Pour moi le chef-d'œuvre de Lynch (ce qui n'est pas peu dire pour un fan du maître) et parmi les plus grands du septième art, tous genres confondus. Pas une année sans un re-visionnage en bonne et due forme depuis sa sortie.
Le long métrage peut se scinder en 4 parties:
Après un générique et une introduction magistrales (accompagnés d'une des plus belles partitions de l'histoire de la bande originale par le regretté Angelo Badalamenti), un premier segment nous emmène à Deer Meadow, petite bourgade à priori sans histoire dans l'état de Washington, suivre l'agent spécial Chet Desmond (Chris Isaak) et son légiste - un peu lunaire mais efficace - Sam Stanley (Kiefer Sutherland) qui enquêtent sur le meurtre de Teresa Banks à la demande expresse de leur boss Gordon Cole (Lynch himself). Le fait de voir les fédéraux s'impliquer dans cette affaire n'est pas du tout au goût des autorités locales... Cette première partie, de près de 3/4 d'heure dans sa version intégrale (37 minutes lors de la sortie cinéma et la plupart des éditions) mêle intrigue, humour et absurde (qu'on pourrait tout autant qualifier d'ésotérisme) dans la veine de la série (Mention spéciale pour Harry Dean Stanton, toujours grand en proprio de camping azimuté au café).

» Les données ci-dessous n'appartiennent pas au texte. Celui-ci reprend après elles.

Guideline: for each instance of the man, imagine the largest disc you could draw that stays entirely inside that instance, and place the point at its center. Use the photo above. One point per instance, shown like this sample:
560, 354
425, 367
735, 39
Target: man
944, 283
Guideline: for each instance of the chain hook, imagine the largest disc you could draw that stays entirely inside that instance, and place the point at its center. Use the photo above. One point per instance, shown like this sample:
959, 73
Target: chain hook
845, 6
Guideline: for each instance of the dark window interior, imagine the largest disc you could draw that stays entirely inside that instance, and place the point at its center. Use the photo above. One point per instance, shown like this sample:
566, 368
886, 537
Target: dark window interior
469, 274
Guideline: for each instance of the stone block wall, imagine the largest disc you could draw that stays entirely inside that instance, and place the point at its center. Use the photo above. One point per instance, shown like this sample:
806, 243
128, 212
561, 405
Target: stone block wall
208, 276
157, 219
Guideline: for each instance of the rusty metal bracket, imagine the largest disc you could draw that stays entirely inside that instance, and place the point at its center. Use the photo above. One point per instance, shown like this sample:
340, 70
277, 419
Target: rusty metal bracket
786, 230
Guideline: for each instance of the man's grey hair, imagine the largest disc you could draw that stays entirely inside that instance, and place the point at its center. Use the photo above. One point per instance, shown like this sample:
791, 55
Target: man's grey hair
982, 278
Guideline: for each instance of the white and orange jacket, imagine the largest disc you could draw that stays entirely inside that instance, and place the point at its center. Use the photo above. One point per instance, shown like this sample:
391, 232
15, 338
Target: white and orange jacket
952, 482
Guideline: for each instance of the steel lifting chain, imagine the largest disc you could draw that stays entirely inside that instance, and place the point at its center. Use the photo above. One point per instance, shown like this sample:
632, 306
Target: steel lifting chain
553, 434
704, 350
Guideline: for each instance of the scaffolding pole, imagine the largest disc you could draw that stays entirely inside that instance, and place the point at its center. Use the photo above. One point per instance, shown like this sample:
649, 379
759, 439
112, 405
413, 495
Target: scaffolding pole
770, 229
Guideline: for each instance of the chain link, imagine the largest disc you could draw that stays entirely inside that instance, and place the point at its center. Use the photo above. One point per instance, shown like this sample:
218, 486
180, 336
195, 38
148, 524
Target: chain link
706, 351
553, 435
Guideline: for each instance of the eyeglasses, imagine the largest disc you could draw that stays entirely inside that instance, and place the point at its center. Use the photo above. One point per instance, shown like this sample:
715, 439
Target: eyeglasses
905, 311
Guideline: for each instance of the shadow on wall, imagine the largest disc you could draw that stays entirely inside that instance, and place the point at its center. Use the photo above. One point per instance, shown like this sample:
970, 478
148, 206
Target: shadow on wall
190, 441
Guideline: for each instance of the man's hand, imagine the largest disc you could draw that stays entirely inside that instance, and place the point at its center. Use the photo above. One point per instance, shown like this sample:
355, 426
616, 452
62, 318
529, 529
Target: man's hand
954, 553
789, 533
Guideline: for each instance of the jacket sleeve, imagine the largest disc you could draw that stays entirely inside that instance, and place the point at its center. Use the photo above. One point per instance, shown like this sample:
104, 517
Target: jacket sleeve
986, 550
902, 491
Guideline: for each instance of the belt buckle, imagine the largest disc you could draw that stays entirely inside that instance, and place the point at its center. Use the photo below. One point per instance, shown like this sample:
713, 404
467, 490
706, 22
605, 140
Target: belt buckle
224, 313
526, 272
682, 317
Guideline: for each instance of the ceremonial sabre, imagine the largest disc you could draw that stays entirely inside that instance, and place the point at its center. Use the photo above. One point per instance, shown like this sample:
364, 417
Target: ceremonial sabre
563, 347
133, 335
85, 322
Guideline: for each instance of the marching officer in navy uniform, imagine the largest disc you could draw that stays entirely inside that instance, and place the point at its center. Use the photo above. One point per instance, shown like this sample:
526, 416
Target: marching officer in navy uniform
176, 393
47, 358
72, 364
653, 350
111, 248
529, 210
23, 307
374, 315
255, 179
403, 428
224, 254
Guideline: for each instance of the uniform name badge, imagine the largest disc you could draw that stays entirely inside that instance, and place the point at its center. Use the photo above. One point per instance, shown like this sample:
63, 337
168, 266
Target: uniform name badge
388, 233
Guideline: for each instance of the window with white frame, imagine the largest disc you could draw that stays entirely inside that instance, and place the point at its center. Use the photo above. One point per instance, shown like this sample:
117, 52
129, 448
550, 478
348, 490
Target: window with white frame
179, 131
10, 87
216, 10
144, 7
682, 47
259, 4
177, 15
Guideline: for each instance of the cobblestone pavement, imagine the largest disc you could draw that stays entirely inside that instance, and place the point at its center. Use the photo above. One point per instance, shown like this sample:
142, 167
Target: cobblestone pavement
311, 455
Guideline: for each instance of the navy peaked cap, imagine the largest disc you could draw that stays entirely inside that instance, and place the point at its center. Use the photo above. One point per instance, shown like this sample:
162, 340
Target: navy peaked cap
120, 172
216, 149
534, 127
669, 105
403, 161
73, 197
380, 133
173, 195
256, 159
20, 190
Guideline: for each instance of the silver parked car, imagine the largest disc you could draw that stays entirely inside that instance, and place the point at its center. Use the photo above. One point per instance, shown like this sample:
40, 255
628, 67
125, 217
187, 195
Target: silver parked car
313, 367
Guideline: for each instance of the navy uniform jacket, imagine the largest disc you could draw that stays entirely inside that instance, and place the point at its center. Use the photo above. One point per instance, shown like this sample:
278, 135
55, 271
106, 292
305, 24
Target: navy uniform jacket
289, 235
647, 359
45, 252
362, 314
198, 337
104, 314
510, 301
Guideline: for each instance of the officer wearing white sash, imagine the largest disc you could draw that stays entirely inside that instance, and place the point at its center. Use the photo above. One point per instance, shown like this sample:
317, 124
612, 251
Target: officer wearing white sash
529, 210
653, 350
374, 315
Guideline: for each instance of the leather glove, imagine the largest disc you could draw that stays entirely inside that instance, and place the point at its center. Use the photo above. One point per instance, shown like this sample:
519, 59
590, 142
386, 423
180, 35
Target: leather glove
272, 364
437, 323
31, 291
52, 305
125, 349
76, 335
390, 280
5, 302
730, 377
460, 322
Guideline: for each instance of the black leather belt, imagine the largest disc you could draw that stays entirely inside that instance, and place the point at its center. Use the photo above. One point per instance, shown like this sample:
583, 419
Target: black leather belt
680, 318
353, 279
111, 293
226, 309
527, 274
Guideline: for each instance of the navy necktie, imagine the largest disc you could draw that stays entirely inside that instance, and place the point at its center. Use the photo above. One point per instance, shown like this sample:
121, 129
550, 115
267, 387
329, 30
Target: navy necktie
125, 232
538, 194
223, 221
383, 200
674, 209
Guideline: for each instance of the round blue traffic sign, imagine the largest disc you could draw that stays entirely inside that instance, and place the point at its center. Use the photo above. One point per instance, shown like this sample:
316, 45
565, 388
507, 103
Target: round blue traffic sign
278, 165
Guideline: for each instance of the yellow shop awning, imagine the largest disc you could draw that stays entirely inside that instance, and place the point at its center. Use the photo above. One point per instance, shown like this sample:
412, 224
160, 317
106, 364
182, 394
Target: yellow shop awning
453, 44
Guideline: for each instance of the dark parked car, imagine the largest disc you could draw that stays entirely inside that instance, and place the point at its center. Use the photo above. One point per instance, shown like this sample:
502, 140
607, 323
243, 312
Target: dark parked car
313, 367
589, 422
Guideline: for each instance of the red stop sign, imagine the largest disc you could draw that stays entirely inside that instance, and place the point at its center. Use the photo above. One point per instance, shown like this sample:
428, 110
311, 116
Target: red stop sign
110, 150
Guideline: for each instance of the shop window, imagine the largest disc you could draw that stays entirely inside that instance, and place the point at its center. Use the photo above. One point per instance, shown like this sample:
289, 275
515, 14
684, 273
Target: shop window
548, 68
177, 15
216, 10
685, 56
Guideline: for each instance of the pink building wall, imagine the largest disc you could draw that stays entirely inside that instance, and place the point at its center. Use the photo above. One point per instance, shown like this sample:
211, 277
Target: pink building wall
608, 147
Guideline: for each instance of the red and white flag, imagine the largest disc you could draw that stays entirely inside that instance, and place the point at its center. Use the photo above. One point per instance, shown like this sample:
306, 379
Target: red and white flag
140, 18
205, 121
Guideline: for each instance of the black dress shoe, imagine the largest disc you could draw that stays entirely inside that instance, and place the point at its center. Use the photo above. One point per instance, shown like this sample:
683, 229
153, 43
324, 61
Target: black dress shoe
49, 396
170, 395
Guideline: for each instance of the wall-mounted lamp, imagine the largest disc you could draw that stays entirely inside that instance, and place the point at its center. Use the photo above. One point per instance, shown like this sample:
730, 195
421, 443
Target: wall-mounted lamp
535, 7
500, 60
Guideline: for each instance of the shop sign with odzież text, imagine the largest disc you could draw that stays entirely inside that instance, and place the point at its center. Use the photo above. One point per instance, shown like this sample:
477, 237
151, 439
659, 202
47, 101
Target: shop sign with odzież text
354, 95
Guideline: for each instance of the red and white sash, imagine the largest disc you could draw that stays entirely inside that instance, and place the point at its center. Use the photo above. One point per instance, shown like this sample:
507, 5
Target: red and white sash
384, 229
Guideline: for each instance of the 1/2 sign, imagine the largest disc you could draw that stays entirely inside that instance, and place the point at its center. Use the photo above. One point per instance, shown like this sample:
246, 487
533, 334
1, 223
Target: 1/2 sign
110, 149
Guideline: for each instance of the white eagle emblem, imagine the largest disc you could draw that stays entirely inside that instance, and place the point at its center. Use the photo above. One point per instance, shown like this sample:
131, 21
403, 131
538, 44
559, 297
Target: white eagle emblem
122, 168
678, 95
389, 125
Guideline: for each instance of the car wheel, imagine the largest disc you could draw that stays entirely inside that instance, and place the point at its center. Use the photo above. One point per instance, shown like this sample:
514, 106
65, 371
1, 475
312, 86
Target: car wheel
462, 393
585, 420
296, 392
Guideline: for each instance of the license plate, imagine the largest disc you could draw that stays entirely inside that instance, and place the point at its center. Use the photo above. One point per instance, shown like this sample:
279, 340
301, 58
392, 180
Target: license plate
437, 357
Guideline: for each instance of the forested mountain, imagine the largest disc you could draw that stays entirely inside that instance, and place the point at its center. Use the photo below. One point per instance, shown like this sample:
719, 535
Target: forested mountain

Une seconde partie, dans les bureaux du FBI à Portland ou les choses se corsent à l'annonce de la
disparition de l'agent Desmond
, et la réapparition fugace de l'agent Phillip Jeffries (David Bowie, hallucinant) après des années, et lui-même disparu durant son enquête sur une certaine Judy, victime similaire a Teresa, dans une scène assez mystique (Jürgen Prochnow y laissera son empreinte). La transition se fait par le biais du fameux Dale Cooper (Kyle MacLachlan), il pressent que les deux affaires sont liées et que le meurtrier frappera de nouveau très prochaînement...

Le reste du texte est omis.